Current PEN 2005-2010
$12 Million ca.
Washington University in Saint Louis
University of California, Santa Barbara
University of California, Berkley
Karen L. Wooley, Ph.D.
James S. McDonnell Distinguished University Professor in Arts & Sciences
Department of Chemistry
Washington University in St. Louis
One Brookings Drive, CB 1134
St. Louis, MO 63130-4899
The central mission of this project is to develop a group of well-characterized and versatile nanoscale agents that can be assembled, labeled, targeted, filled, and activated as needed for the diagnosis and treatment of various diseases of relevance to the National Heart Lung and Blood Institute (NHLBI).

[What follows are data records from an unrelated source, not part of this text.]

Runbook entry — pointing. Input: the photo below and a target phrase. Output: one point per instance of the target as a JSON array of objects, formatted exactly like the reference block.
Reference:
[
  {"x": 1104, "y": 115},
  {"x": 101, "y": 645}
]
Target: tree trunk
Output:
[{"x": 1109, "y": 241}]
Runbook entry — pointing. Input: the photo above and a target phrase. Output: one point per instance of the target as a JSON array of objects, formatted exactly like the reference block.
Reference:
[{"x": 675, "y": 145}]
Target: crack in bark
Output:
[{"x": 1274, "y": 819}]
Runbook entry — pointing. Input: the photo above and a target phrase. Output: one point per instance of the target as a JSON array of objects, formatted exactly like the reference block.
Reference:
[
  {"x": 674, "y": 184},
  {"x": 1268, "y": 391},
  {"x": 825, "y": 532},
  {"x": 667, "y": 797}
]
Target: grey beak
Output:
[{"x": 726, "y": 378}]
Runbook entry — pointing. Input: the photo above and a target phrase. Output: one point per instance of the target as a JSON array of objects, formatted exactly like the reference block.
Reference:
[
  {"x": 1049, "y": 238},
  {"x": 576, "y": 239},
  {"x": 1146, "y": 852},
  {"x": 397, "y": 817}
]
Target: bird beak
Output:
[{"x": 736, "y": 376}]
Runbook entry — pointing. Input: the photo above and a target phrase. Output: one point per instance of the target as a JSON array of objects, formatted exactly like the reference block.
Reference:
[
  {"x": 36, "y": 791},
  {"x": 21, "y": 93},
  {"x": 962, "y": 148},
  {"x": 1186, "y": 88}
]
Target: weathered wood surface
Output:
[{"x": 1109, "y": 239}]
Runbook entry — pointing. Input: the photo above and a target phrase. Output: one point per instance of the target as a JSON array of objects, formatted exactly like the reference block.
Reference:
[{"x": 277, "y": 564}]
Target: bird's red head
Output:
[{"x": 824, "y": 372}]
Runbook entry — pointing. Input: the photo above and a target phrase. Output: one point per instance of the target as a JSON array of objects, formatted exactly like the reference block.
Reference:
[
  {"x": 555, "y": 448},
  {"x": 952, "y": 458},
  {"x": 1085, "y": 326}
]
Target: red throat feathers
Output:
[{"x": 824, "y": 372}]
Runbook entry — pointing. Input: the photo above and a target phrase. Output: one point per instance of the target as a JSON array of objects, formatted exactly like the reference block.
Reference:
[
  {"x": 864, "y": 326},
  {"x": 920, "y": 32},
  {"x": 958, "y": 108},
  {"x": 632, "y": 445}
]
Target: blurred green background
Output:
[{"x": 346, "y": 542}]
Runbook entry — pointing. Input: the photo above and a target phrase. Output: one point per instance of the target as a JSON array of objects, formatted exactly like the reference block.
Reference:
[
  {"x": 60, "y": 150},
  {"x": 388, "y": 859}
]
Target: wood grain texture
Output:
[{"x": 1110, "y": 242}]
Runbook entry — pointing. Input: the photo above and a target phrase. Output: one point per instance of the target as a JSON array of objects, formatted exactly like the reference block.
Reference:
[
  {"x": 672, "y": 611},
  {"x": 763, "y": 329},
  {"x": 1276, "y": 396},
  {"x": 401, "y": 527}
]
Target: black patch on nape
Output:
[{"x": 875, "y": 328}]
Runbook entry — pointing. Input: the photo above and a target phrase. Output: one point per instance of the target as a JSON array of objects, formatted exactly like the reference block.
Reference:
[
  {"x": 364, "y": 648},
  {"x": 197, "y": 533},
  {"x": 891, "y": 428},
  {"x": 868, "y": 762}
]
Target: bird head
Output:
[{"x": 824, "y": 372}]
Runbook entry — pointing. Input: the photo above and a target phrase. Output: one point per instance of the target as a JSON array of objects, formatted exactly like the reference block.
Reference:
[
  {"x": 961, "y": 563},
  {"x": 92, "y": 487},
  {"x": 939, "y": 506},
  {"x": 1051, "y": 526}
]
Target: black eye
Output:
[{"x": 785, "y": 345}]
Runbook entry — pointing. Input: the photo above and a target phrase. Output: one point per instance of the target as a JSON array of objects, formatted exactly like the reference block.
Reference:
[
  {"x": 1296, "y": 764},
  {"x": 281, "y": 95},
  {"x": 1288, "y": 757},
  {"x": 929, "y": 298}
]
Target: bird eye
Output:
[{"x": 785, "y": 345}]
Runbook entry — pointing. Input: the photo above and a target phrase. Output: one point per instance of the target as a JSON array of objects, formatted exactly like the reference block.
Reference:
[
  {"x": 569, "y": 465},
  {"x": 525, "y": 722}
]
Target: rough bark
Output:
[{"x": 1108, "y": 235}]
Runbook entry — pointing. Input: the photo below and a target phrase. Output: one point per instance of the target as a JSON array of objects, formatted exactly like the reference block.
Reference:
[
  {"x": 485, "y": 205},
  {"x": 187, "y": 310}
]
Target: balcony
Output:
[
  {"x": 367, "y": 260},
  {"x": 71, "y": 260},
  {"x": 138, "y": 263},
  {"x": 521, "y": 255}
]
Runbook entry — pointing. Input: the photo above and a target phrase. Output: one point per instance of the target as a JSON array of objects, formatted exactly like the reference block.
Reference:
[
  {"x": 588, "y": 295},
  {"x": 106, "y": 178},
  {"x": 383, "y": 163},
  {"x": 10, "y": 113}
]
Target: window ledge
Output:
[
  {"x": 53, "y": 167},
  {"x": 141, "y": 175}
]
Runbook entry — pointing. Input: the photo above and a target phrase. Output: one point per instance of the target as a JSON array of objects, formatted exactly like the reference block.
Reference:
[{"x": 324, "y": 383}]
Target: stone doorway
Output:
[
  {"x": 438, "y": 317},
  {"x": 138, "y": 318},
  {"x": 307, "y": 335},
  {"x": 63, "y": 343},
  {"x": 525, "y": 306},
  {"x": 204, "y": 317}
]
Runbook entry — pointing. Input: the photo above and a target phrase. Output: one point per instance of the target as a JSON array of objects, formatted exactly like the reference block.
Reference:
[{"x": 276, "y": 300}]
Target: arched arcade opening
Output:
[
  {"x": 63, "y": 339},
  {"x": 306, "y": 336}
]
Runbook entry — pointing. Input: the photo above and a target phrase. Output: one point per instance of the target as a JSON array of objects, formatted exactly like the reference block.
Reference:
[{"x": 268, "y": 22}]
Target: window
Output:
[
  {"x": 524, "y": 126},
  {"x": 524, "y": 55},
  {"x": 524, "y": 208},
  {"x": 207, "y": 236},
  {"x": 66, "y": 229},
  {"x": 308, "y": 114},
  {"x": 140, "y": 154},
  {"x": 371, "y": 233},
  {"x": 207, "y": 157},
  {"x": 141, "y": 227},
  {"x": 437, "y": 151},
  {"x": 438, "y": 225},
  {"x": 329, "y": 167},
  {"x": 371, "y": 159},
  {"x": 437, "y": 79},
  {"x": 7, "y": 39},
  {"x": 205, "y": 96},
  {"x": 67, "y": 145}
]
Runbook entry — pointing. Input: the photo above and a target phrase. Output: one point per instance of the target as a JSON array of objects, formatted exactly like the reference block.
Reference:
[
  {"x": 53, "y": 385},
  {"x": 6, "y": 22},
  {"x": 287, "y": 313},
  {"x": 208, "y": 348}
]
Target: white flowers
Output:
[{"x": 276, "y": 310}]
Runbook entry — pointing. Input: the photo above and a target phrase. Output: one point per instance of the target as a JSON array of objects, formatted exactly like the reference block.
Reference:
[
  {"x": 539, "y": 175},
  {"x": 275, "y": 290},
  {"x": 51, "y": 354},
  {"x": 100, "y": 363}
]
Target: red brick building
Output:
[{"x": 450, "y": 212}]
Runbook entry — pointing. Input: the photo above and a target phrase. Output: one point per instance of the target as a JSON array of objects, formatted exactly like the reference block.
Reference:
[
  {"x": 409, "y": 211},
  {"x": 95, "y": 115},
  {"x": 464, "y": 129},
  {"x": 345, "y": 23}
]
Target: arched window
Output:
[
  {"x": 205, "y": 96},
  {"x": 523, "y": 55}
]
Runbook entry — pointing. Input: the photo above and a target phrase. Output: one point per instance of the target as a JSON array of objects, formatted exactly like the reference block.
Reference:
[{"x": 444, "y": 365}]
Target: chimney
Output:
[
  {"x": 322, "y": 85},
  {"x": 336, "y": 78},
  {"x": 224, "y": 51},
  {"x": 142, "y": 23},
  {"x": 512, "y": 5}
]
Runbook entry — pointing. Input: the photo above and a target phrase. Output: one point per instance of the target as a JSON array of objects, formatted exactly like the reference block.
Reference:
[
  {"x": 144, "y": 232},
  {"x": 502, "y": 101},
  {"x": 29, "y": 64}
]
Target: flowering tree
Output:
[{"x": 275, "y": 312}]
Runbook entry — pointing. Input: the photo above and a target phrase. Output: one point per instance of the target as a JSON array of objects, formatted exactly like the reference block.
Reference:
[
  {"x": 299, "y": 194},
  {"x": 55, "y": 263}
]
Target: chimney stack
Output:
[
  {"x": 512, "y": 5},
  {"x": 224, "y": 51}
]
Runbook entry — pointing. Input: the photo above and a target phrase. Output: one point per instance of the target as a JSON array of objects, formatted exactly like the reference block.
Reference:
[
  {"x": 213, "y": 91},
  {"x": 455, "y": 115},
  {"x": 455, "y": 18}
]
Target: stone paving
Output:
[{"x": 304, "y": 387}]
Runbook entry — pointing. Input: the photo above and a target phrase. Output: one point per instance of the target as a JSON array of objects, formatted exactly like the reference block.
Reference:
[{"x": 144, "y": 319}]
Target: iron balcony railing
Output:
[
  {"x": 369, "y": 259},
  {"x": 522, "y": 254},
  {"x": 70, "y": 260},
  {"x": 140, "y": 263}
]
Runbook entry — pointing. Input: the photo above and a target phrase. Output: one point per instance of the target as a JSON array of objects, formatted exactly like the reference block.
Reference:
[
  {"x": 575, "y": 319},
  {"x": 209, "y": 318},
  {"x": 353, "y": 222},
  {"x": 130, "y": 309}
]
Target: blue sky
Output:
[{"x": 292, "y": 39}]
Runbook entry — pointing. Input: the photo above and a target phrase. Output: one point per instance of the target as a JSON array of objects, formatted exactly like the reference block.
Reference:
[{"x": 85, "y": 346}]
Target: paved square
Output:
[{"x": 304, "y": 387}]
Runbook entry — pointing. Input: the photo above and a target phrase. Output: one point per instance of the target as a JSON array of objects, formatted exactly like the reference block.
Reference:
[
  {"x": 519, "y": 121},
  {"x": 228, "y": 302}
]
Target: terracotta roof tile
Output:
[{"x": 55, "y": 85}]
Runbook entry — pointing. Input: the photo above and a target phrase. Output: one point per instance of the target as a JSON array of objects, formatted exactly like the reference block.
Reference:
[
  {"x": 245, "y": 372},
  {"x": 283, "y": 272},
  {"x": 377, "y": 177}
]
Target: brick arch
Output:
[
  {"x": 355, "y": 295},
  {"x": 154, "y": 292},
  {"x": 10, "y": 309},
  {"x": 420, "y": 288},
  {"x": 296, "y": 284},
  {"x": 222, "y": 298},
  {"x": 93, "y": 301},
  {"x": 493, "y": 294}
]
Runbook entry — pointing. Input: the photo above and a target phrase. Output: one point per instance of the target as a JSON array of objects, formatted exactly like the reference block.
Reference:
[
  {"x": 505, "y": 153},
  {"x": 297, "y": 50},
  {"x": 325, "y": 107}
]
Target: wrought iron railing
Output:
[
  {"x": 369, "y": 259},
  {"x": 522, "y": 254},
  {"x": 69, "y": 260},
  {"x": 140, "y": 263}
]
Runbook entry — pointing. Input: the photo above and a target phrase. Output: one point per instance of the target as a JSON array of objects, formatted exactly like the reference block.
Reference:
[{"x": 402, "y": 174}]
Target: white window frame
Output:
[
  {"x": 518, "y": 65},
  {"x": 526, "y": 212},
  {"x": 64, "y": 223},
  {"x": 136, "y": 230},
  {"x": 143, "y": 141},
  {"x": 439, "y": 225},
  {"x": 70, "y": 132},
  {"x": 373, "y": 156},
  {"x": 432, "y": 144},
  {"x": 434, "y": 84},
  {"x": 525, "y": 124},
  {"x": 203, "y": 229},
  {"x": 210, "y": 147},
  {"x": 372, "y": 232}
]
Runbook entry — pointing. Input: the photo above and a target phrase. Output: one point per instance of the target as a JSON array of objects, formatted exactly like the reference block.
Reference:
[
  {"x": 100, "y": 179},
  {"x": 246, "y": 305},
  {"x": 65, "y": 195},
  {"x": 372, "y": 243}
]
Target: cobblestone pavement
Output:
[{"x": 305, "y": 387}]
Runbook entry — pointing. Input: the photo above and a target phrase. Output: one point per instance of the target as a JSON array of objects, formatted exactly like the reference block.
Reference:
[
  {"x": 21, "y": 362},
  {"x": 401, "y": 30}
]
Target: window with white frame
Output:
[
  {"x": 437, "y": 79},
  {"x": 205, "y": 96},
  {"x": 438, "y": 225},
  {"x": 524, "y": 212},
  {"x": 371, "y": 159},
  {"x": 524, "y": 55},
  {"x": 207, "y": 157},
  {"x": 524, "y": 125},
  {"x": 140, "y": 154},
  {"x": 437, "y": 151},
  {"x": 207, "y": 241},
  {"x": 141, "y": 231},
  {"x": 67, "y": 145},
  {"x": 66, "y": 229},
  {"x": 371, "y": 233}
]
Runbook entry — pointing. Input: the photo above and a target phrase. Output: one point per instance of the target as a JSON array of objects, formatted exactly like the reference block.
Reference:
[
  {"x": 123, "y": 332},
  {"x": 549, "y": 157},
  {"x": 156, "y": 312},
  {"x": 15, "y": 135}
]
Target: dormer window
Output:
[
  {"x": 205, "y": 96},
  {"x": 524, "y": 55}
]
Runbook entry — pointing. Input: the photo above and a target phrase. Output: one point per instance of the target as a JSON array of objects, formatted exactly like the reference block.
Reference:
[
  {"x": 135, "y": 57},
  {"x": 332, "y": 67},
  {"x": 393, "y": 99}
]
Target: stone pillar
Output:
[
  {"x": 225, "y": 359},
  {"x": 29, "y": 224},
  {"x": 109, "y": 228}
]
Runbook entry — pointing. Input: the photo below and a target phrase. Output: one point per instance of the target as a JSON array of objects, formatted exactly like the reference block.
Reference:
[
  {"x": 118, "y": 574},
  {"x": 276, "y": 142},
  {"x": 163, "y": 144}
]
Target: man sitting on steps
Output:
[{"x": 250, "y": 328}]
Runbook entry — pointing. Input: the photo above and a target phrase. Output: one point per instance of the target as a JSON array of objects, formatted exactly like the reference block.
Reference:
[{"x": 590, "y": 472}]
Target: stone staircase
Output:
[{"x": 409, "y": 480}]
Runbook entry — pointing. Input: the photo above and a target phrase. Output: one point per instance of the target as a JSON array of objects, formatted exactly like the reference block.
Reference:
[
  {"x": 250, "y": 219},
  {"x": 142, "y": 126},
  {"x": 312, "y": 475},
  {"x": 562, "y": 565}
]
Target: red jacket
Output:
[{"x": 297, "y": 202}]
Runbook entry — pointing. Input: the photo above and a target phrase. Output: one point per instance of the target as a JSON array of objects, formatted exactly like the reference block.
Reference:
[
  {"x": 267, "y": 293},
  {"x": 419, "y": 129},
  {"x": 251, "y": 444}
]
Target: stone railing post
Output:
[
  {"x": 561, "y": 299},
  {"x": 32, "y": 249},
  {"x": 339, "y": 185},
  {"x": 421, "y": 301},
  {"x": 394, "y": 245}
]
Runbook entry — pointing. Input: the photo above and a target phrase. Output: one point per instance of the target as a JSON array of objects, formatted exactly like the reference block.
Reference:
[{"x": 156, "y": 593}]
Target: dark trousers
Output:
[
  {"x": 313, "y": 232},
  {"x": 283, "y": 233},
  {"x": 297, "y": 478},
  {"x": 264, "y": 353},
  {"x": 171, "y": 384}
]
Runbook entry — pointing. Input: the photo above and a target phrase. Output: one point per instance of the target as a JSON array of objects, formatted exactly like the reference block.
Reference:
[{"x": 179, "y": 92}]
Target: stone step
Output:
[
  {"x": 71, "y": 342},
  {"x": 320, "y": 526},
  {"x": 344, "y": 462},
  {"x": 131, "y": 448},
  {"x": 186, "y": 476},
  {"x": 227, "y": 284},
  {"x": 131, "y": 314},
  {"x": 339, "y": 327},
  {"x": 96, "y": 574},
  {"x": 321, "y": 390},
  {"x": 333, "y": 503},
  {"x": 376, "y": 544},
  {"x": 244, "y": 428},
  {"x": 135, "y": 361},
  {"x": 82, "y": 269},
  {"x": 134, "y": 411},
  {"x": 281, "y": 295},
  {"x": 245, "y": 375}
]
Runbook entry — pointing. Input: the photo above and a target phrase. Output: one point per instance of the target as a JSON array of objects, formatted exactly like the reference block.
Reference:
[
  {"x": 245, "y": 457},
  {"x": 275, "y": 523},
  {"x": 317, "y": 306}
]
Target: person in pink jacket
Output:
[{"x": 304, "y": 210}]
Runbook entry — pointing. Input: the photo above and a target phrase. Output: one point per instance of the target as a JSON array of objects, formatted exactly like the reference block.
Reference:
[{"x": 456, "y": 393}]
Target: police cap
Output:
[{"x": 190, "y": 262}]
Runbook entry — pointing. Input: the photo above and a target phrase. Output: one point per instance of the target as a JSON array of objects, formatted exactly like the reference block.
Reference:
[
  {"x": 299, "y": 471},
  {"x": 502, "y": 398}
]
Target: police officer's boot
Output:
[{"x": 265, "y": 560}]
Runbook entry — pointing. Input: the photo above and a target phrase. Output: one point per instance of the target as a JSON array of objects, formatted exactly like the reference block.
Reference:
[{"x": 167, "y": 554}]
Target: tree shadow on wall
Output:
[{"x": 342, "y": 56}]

The overall experimental strategy is focus on biological models of acute pulmonary and systemic vascular injury (in vitro and in vivo) to demonstrate the effectiveness of these agents. Acute vascular injury and inflammation have been chosen as general targets since they affect tissues broadly, including those of the lung and cardiovascular system.
Specific aims for this project include:
- Optimize our existing nanomaterials for degradability, scalability and translation for IND submission;
- Optimize targeting ligand and nanomaterial carrier to achieve highest (pM) binding affinity and specificity;
- Design responsive, transformative nanostructures for targeted therapeutic delivery;
- Construct hierarchically-assembled, multi-functional nanoscale objects;
- Demonstrate unique triggering mechanisms for milieu-selective therapeutic release.
- Optimize antimicrobial efficacy;
- Achieve targeted delivery to the infectious organisms directly.
- Characterize and optimize NPs for efficient, non-toxic, intracellular delivery of PNA and siRNA;
- Use NPs to deliver PNAs and siRNAs in vivo to image and modulate transcription of iNOS in models of lung injury.
- Assess the in vitro binding and biodistribution of nanoconstructs targeting NPR-C synthesized in Project 1 and the Nanomaterials Production Core;
- Validate these nanoconstructs for imaging in rabbit and mouse models of atherosclerosis, angiogenesis and neo-intimal proliferation;
- Perform full toxicity testing and xIND submission with the CANF-comb, or the most promising compound targeting NPR-C;
- Perform two human study feasibility trials with the selected CANF nanoconstruct.
Developmental Project 1:
- Validate comb-vMIP-2 as a novel nanoagent to specifically target chemokine receptors;
- Utilize comb-vMIP-2 as a novel NP to image vascular inflammation related to de novo atherosclerosis and in response to acute vascular injury.
Developmental Project 2:
- Synthesize and characterize activatable NIR fluorescent dyes for ROS and NO in a degradable NP;
- Test NIR fluorescent NPs in vitro and for in vivo imaging.
Nanomaterials Production Core:
- Provide cost-effective, state-of-the-art instrumentation and facilities for the large-scale preparation of functionalized nanomaterials leading to increased availability;
- Develop standard procedures for the purification of nanomaterials suitable for in vivo studies;
- Act as a central repository for all nanomaterial samples and data;
- Facilitate research opportunities in nanomaterial research through coordinated access and visitations to the Core by PEN researchers.
Skills Development Core:
- Formulate science curricula for enhanced learning;
- Expand the scope and impact of outreach activities;
- Cross-train PEN personnel to create interdisciplinary scientists who are experts in their primary discipline (chemistry, biology, medicine, etc.), yet well-versed in other areas of nanoscience;
- Disseminate nanotechnology results and expertise through publications, patents, workshops and seminars.
- Provide strong leadership through an active and effective management structure;
- Facilitate communication via an innovative combination of in-person and web-based meetings and tools;
- Solicit and oversee institutional support and infrastructure.